My version would probably be served well by 'lstrip()', though it means
it would treat ' else: \n' as different from ' else:\n', which we
probably don't really want.
However, your proposal would also mean that when doing a diff, and
someone changes line endings or trailing whitespace, the line would be
more likely to stay in context. Because the first pass would actually
say that it had not changed. And it would only be the second pass that
says that it did. So yours is helped more by having trailing whitespace
also stripped.
Also, for source code, the point is pretty mute. I would guess that >
95% of all lines are indented to some degree, for most standard
languages. C/C++, python, java, etc. Even if it is only by convention,
all the real lines are indented. I suppose BrainF**k might stay left
aligned. But I've also seen that BF can be indented, it just doesn't
have the same conventions:
http://en.wikipedia.org/wiki/Brainfuck
http://www.iwriteiam.nl/Ha_BF.html
The way they usually look:
http://www.hevanet.com/cristofd/brainfuck/dbfi.b
Or one with a bunch of comments:
http://homepages.xnet.co.nz/~clive/eigenratios/cgbfi1.b
Anyway, it would be reasonably to do your implementation. Another thing
we might consider, is if the size of the text gets too big, we could
break it into smaller chunks. That would sacrifice absolute correctness
for memory. Though we wouldn't save a lot of memory, since we still need
2 complete copies, but at least we wouldn't need 4.
>
>>> 2) It hasn't been tested a lot with lots of different source texts.
>>> Though this would be a reason to put it into bzr, if only with a
>>> specific flag 'bzr diff --algorithm=no-whitespace'. It would be nice if
>>> we could say 'hey this looks bogus, would this other thing help?'.

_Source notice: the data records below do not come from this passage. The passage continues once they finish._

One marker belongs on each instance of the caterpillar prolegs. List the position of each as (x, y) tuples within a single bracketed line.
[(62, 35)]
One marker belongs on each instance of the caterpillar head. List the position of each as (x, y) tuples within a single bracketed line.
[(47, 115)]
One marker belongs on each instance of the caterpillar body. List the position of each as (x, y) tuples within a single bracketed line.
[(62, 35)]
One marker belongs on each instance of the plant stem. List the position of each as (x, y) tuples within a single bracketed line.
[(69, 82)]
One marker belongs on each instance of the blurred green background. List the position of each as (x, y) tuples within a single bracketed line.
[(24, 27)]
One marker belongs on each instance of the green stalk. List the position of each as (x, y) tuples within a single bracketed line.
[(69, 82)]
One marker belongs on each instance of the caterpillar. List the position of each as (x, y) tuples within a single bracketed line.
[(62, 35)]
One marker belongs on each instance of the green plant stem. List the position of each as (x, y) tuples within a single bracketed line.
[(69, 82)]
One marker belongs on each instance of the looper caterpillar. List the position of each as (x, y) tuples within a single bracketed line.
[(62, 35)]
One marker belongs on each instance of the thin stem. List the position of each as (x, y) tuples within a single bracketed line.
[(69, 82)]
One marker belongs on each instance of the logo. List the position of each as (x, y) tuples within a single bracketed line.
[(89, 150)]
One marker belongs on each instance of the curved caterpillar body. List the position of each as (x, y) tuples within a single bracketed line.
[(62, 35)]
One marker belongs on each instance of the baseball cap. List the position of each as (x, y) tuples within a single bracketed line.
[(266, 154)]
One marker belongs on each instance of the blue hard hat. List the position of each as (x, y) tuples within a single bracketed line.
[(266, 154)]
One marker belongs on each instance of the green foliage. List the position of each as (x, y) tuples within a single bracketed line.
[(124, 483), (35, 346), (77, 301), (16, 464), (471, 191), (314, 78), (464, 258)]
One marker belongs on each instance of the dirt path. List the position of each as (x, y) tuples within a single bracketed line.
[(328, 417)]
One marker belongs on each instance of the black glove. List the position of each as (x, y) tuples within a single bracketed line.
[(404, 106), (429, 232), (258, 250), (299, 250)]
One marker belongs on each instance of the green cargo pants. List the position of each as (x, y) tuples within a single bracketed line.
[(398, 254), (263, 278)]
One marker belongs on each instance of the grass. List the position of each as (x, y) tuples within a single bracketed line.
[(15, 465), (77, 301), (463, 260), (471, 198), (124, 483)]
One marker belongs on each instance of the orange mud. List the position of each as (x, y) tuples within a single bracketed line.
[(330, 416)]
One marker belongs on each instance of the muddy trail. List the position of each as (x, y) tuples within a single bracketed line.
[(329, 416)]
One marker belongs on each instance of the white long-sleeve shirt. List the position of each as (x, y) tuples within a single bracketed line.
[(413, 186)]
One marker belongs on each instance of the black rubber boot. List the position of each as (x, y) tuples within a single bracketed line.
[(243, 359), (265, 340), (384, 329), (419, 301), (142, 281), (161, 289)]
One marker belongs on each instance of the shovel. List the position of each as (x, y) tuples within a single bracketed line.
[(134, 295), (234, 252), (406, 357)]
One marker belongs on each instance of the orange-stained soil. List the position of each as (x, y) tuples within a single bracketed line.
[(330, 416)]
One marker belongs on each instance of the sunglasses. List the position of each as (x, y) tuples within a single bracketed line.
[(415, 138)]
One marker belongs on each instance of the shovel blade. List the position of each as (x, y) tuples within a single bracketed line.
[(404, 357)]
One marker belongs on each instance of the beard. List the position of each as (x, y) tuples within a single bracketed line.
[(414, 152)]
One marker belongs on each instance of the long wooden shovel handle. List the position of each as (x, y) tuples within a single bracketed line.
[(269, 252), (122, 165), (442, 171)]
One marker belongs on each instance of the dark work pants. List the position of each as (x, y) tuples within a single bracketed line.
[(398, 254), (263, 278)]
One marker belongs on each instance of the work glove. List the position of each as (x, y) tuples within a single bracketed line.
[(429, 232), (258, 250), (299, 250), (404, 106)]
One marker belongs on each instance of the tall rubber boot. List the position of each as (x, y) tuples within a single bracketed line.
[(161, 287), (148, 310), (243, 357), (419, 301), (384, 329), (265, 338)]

>>> Though we also really need to do the opposite 'this looks reasonable, is
>>> this other one bogus?'.
>
> Could also be helpful in merge.
>
...
> I should also point out that it would solve diff-across-indent really,
> really well.
>
> I don't have time ATM to give you a proper review. Possibly this evening.
>
> Aaron
For what you are proposing, I think we could easily do a
PatienceSequenceMatchWOWhitespace
Which simply is a wrapper around the existing one as you proposed. I
think it would solve the same problems that mine does, while also having
other benefits.
I would also guess that they have approximately the same performance
characteristics. Both of them need to re-evaluate every line that
matches to ensure that it actually does match.